Estonia has not had a state budget financed using loan money and one that considerably boosts public debt since the country regained its independence, journalist Anvar Samost said on the "Samost ja Sildam" radio program.
Next year's state budget will boost Estonia's public debt by €6.6 billion, while it remains unclear how and whether national debt will be mitigated at all, Samost said.
"It constitutes an important change compared to recent practice.
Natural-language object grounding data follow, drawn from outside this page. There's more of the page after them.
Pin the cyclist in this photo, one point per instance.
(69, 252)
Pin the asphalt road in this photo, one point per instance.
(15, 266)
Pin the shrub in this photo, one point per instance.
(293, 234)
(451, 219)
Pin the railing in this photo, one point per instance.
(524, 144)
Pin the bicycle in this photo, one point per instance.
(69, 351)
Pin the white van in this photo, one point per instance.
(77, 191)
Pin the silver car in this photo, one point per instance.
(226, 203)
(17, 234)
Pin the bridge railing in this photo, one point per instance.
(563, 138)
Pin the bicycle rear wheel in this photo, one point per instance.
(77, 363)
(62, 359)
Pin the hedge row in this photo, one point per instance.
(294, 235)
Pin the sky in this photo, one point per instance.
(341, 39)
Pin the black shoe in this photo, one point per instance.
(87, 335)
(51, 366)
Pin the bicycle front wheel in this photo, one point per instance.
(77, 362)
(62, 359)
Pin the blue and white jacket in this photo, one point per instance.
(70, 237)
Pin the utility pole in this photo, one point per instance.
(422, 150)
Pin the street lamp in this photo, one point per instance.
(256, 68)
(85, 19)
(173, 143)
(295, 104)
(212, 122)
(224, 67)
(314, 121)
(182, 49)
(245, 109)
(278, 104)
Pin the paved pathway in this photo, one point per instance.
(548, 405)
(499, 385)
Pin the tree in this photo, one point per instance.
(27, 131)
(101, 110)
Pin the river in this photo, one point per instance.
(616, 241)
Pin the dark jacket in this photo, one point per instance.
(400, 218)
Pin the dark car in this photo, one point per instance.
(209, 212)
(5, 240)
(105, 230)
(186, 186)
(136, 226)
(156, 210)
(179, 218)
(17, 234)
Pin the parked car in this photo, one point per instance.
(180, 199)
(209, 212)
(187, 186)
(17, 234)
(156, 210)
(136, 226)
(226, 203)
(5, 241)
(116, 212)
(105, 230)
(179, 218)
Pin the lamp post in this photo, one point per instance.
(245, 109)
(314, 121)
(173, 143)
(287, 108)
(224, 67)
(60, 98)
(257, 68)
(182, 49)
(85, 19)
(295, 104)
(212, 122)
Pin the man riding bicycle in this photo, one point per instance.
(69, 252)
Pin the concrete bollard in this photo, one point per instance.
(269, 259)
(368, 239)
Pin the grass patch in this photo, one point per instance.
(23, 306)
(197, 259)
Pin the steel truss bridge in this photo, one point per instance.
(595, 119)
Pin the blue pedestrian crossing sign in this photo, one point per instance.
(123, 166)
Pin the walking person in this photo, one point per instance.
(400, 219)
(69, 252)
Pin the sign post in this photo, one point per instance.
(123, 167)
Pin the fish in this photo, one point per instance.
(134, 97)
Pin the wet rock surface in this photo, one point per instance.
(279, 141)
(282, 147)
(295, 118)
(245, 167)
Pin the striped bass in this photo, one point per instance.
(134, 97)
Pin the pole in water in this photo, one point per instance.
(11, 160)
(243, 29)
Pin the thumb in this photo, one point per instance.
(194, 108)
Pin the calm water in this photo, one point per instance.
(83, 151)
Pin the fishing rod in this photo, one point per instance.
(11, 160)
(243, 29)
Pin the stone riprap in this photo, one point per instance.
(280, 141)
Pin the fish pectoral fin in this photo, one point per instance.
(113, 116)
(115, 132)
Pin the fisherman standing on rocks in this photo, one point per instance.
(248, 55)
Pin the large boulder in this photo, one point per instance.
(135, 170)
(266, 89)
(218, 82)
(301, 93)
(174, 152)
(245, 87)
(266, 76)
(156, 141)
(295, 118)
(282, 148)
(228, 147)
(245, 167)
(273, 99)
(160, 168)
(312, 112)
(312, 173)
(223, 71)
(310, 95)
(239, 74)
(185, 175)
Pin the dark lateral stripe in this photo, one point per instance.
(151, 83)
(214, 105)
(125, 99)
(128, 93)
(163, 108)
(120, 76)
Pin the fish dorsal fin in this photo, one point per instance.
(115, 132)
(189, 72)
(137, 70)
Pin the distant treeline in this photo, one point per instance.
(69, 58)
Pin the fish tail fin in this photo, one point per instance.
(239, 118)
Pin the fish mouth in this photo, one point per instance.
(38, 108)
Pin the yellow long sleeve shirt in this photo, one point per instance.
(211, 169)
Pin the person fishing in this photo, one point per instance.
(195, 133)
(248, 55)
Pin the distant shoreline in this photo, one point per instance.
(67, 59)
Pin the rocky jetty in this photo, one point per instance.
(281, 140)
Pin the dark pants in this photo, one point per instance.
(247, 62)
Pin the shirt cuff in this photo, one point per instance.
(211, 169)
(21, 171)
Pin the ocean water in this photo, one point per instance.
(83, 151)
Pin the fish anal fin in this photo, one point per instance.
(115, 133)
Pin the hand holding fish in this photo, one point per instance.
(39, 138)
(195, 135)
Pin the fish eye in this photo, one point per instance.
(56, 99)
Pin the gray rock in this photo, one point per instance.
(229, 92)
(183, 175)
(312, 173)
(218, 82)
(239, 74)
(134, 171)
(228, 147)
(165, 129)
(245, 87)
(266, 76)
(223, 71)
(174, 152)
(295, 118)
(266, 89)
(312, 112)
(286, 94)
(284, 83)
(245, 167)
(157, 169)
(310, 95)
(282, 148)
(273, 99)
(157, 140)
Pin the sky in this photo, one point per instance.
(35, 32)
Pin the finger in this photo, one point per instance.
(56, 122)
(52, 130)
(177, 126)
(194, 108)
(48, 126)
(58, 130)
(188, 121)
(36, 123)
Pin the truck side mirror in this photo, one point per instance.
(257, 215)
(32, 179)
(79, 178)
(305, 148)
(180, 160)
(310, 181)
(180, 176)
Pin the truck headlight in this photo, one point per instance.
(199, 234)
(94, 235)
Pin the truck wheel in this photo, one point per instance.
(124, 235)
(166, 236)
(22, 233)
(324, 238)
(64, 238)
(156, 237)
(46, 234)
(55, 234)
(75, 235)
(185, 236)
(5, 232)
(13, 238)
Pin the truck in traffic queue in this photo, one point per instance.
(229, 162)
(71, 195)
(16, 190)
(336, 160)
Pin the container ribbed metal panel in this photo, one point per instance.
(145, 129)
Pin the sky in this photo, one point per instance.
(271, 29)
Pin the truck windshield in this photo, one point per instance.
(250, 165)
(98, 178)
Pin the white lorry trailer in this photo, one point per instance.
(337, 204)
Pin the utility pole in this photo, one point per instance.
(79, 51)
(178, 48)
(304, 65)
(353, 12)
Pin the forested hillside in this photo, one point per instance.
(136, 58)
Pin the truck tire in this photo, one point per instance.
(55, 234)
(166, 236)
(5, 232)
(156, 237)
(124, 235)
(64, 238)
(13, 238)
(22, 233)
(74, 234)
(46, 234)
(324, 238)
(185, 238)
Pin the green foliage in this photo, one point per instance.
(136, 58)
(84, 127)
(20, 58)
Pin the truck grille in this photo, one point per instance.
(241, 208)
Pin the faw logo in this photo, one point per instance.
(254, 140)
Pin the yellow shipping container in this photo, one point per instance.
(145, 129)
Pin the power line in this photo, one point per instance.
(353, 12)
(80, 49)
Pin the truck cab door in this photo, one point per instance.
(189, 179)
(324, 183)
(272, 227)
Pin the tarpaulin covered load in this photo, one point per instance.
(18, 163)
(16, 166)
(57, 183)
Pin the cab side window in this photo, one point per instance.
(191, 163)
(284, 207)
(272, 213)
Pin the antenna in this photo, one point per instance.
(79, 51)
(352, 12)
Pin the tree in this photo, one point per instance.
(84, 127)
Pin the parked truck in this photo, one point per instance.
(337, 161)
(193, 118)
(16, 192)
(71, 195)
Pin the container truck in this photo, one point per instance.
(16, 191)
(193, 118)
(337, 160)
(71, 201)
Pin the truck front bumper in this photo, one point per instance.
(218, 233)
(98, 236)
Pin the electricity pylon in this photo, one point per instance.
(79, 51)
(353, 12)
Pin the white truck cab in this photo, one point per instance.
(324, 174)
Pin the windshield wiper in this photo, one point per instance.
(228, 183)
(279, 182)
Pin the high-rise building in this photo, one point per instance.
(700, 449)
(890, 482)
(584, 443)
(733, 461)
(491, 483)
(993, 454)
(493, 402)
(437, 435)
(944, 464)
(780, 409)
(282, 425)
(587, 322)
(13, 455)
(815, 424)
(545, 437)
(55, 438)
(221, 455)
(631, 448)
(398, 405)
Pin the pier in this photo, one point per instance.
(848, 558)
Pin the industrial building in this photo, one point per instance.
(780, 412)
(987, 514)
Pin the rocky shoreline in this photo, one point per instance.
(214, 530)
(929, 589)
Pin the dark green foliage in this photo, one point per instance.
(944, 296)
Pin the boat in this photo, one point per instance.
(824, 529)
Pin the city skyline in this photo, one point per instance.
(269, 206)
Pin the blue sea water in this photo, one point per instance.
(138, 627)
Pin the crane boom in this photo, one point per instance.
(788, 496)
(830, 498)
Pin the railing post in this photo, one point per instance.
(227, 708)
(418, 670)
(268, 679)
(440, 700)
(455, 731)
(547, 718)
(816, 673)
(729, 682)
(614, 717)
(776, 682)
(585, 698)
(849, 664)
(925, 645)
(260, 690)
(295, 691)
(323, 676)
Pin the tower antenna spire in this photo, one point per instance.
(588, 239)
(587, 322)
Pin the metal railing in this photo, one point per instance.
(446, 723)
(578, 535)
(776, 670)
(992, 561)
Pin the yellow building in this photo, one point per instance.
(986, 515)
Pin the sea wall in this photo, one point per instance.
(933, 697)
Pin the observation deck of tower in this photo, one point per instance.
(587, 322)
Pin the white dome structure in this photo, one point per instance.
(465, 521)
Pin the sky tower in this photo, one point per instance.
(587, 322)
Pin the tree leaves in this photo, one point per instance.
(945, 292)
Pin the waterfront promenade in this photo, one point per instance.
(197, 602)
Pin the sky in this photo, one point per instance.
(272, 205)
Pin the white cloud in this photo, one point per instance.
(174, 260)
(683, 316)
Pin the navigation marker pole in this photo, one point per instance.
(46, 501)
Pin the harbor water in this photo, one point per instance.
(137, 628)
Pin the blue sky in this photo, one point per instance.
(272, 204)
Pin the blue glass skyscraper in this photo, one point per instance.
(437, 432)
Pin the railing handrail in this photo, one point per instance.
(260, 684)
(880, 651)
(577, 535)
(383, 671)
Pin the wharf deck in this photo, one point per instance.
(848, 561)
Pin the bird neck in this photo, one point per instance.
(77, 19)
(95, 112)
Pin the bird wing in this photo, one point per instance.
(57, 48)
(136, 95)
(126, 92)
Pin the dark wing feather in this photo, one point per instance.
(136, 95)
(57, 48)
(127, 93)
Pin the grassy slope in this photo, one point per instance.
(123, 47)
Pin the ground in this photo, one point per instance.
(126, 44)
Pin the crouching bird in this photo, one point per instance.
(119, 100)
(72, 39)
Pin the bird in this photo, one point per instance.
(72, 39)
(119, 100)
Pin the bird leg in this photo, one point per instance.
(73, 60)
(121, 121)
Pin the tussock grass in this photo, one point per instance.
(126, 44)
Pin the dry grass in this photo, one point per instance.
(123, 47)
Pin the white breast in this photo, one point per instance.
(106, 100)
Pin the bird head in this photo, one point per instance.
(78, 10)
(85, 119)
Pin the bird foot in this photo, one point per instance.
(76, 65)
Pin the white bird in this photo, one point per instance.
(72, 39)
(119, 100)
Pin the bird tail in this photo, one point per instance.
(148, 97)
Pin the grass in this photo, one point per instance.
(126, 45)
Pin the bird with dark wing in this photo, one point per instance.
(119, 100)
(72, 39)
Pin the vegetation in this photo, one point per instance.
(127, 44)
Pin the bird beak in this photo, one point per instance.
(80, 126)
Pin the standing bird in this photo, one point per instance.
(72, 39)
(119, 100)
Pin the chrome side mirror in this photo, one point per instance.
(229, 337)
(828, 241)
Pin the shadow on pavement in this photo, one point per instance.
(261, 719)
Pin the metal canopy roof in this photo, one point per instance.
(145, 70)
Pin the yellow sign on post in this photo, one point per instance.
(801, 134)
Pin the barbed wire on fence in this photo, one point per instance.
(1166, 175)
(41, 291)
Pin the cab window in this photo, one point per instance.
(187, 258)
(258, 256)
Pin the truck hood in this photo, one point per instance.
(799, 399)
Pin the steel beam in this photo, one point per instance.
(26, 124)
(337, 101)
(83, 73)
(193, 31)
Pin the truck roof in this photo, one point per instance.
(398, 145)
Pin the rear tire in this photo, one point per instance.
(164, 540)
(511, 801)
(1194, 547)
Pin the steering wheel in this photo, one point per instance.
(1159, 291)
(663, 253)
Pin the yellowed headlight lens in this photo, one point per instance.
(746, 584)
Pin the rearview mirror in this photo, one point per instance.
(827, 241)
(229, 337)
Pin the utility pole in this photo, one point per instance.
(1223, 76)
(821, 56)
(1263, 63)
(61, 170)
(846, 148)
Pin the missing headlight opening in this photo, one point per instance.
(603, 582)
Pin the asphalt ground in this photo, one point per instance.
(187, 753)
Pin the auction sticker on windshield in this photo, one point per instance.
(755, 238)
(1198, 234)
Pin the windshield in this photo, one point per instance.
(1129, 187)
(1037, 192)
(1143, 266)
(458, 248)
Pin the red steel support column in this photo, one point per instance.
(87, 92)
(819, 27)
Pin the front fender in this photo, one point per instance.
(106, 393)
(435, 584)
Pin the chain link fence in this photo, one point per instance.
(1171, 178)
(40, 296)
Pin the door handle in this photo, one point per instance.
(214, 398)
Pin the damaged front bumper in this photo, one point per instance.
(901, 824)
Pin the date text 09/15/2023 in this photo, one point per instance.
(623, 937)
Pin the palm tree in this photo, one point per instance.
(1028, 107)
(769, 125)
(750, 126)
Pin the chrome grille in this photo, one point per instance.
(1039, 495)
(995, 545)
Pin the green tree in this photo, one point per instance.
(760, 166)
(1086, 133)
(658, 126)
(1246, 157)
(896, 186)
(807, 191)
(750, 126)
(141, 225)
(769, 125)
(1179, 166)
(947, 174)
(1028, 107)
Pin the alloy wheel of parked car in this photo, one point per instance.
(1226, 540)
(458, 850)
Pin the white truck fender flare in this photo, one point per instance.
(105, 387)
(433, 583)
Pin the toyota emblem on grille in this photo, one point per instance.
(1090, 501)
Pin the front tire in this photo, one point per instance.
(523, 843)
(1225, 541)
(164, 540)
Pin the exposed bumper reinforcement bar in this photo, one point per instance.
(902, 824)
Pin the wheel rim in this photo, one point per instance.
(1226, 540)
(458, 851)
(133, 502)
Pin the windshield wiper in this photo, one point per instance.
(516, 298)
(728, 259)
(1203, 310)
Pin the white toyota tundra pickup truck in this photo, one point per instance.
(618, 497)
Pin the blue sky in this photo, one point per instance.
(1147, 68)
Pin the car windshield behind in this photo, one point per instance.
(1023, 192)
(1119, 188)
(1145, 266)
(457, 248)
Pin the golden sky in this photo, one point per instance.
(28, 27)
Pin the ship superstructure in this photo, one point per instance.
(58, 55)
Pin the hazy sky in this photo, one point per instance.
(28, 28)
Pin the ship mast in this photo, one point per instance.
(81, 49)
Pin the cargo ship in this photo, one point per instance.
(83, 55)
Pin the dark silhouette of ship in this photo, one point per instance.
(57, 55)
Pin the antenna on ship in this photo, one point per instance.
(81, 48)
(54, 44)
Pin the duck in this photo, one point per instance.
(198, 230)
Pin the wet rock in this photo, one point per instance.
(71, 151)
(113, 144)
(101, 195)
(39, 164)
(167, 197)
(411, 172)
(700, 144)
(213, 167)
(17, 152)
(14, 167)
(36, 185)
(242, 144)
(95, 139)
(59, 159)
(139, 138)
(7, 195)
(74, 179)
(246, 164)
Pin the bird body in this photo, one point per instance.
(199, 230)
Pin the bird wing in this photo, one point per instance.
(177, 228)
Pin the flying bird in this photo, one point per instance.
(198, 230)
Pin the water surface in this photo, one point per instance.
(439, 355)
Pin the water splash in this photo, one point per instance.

The budget is financed using a loan, the government has entered a different era from when the republic was restored. /.../ If Estonia has switched to a completely new fiscal policy, it raises two important questions. Does that fiscal policy fit Estonia's needs, can it support and liven up the Estonian economy as per the government's plan and help counterbalance the effects of the coronavirus crisis in the short term. The other question is more long-term: what next – will using loans to finance fiscal deficit become a practice for decades or at least for the time of the current government? Also, what are the exit strategies or is there an exit scenario at all in the conditions of zero interest rates? One might cynically say that we do not need an exit strategy," Samost said.
Host Toomas Sildam noted that former Governor of the Bank of Estonia Ardo Hansson has said that the exit scenario lies in tax hikes and budget cuts.
Samost said that this new fiscal policy leaves every new government faced with certain decisions irrespective of who form the coalition. One option is to just keep borrowing that seems to be preferred by current Conservative People's Party (EKRE) chairman, Minister of Finance Martin Helme.
He added that Estonia's altered fiscal policy should not be seen as extraordinary as cheap money and the Covid pandemic have led the entire world to reevaluate fiscal policy. "We should be looking at entirely different things in the state budget from this year and not just in Estonia, fiscal policy has changed in the whole of Europe and the world. Otherwise we will forever gauge long-term change with short-term metrics," he said.
At the same time, the pandemic seems to have robbed the government of the ability to plan for the long term, Samost found. "It seems to me that the coronavirus crisis has done away with this government's long perspective either in terms of time or attention span. I cannot see far-reaching vision anywhere, with the possible of exception of some rather interesting plans highlighted by the finance minister," he said.